王惠民壓根兒就不記得了。
他想了想,說道:「我……沒注意你的衣服,但是蕙心,我不會認錯你的!因為我不認識白桃桃啊,如果她穿著你的衣服向我招手,我也只會以為她是個穿著和你一樣衣服的女人!」
王蕙心一噎。
這話也對。
那麼,到底要怎麼解釋白桃桃的不翼而飛?
不,是不辭而別?
又要怎麼解釋本該出現在這裡的白桃桃,為何莫名其妙的變成了她?
這時,王惠民倒是有了另外一個猜測,「蕙心,你是不是故意的?你覺得這樣很刺激,對嗎?」說著,他看了壯實的張思豐一眼,一張臉漲得通紅,壓低了聲音問道,「剛才是真的……好刺激啊,要是沒有被公安發現,張思豐他……會不會就、就答應了啊?」
王惠民的聲音再小,張思豐也還呆在屋裡,當然聽得一清二楚。
「放你孃的屁!」張思豐罵道,「收想你那些齷蹉心思!要不然老子活活打死你!」
王惠民低下了頭。
王蕙心只覺得面上燒得慌,心裡還憋著一口氣出不來。
——二男一女的這檔子破事兒,要是發生在白桃桃身上,王蕙心只會覺得幸災樂福。
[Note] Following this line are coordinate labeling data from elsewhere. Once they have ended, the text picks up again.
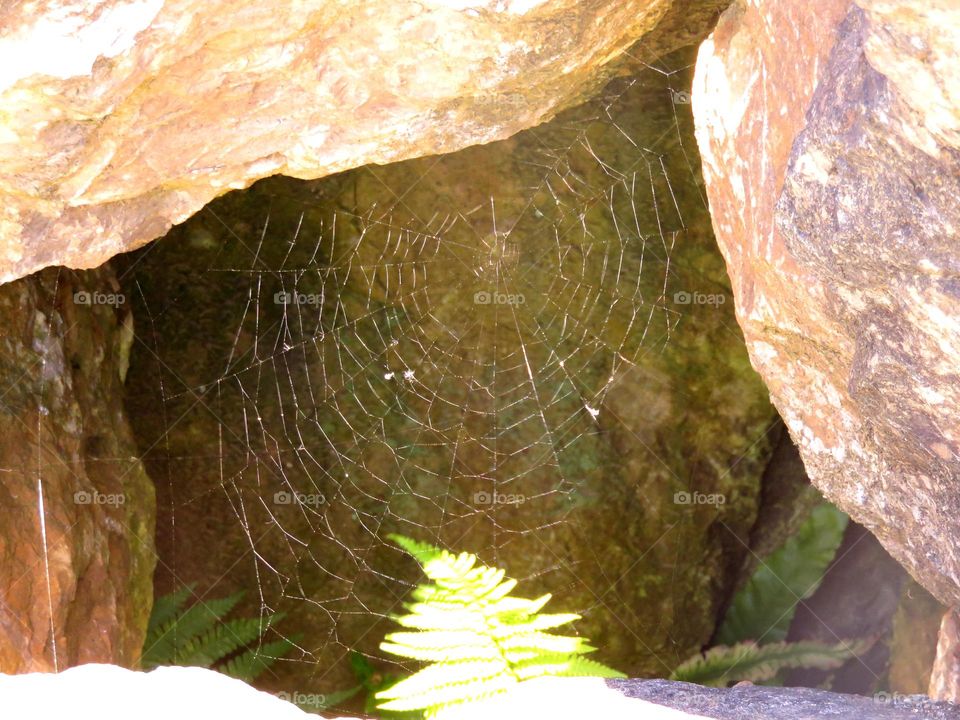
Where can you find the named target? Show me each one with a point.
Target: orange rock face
(76, 506)
(119, 118)
(829, 138)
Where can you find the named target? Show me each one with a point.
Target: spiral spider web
(458, 375)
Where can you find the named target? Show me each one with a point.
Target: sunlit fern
(198, 636)
(479, 639)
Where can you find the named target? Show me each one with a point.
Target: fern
(758, 663)
(479, 639)
(764, 608)
(199, 636)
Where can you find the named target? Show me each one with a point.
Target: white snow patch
(65, 44)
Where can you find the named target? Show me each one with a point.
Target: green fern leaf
(764, 608)
(166, 608)
(172, 637)
(480, 639)
(250, 664)
(757, 663)
(224, 639)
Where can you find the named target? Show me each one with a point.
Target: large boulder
(831, 151)
(111, 693)
(119, 118)
(76, 506)
(522, 350)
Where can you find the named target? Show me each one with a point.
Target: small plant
(762, 663)
(199, 636)
(753, 631)
(478, 639)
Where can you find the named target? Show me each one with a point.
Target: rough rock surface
(756, 702)
(829, 135)
(685, 413)
(76, 506)
(111, 693)
(119, 118)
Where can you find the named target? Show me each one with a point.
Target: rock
(913, 646)
(112, 693)
(397, 391)
(828, 132)
(76, 507)
(108, 692)
(758, 702)
(857, 598)
(126, 116)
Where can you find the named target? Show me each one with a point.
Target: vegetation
(199, 636)
(478, 639)
(752, 636)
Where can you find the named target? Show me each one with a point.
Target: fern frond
(254, 661)
(757, 663)
(764, 608)
(165, 646)
(480, 639)
(224, 639)
(166, 607)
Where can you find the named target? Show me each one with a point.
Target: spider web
(443, 348)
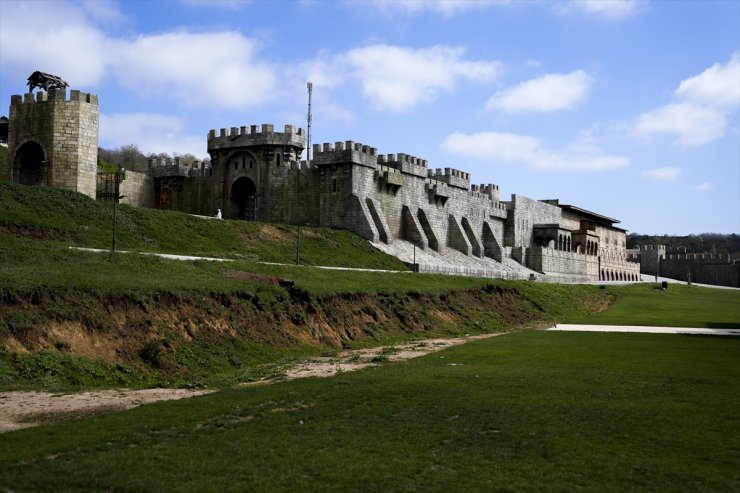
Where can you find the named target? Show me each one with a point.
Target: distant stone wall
(702, 268)
(138, 190)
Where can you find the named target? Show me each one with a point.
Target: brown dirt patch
(356, 359)
(25, 409)
(250, 276)
(21, 409)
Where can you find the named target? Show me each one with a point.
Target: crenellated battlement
(348, 152)
(406, 163)
(18, 101)
(254, 135)
(167, 167)
(451, 176)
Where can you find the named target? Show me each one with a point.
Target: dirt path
(21, 409)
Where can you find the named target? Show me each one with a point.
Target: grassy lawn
(527, 411)
(62, 218)
(678, 306)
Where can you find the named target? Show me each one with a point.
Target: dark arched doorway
(29, 165)
(243, 200)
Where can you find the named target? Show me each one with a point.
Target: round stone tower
(53, 141)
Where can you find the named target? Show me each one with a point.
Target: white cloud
(220, 4)
(613, 10)
(73, 49)
(718, 86)
(666, 173)
(550, 92)
(581, 155)
(693, 124)
(703, 187)
(151, 133)
(410, 7)
(700, 115)
(396, 78)
(218, 68)
(103, 10)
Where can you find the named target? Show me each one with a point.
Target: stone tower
(53, 141)
(255, 172)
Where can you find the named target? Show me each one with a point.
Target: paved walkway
(646, 329)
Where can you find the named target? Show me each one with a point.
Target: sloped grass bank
(527, 411)
(69, 218)
(71, 338)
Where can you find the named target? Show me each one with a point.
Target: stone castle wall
(65, 130)
(701, 268)
(255, 174)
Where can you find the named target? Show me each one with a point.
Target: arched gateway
(243, 199)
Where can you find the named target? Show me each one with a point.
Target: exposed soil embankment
(192, 335)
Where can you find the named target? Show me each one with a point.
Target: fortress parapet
(171, 167)
(349, 152)
(255, 135)
(17, 100)
(490, 190)
(451, 176)
(405, 163)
但現在發生在她身上,她就覺得噁心透了!
王蕙心看了張思豐一眼,實在沒勇氣懟,就罵她哥,「依我看,就是你!你看到白桃桃穿著我的衣裳,你就以為是我,然後你看到我穿著白桃桃的衣裳趴在床上,你就以為我是白桃桃?」
王惠民想哭了,「蕙心,我真的沒有認錯!你要怎樣才相信我沒有搞錯?」
王蕙心一想到自己剛才經歷過的事兒,更加惱怒,「那你後來認出我了嗎?你、你對我做了那樣的事……你把我……你、你……不就是因為你沒認出我來?你要是知道我是你妹妹,你、你怎麼可能還會對我做那種事啊?」
王惠民被她罵得無地自容,就梗著脖子犟道:「那你不也沒認出我來嗎?你要是認出來了你可以打我、你可不從的!你打我了嗎?沒有!你還、你還抱我了……」
王蕙臊得滿面通紅,怒罵道:「你!你……王惠民你這個王八蛋!」氣得她就想揍王惠民一頓。
可她全身酸軟,壓根沒了力氣,打出去的拳頭倒像是在和她哥哥打情罵俏。
旁邊的張思豐冷笑,「王蕙心,你這是給我整了個仙人跳?」
王蕙心一呆,連忙解釋,「豐哥!豐哥你聽我解釋……」
「解釋你個頭!」張思豐大罵,「王蕙心你可以啊!你為了整我,把你、和你哥一塊兒賠上?啊?我張思豐哪兒對不起你了?我跟你說,今兒這事,是你和你哥合夥陷害我的!我呆會兒就要跟外頭的公安同志說清楚!」
王蕙心,「不、不是……」
張思豐罵道:「不是什麼?老子好好的民政局副局長,稀得你和你哥這樣的糖衣炮彈?我呸!我告訴你,老子是被你們陷害的!老子是無辜的!」
王蕙心明白了,「張思豐,你這是想把責任都推到我們頭上?這樣你就能洗脫罪名、洗脫一切嫌疑了?於是天下太平,你可以當成一切都沒發生,還能回去安安穩穩地當你的民政局副局長?」
張思豐超大聲說道:「我不知道你在說什麼!我只知道……你一早去單位找我,說讓我中午出來幫你辦點兒事。我本著為人民服務的想法,來了……結果你和你哥呆在這個屋子裡,勸我喝了一杯水,然後我就……」
——當時他真以為王蕙心會給他弄個美人過來,所以就吃了一顆助興藥又喝了一大杯水。現在那藥瓶子和水杯已經被公安給拿走了……所以他只好把這個細節補上,再次把責任全都推到王蕙心的頭上。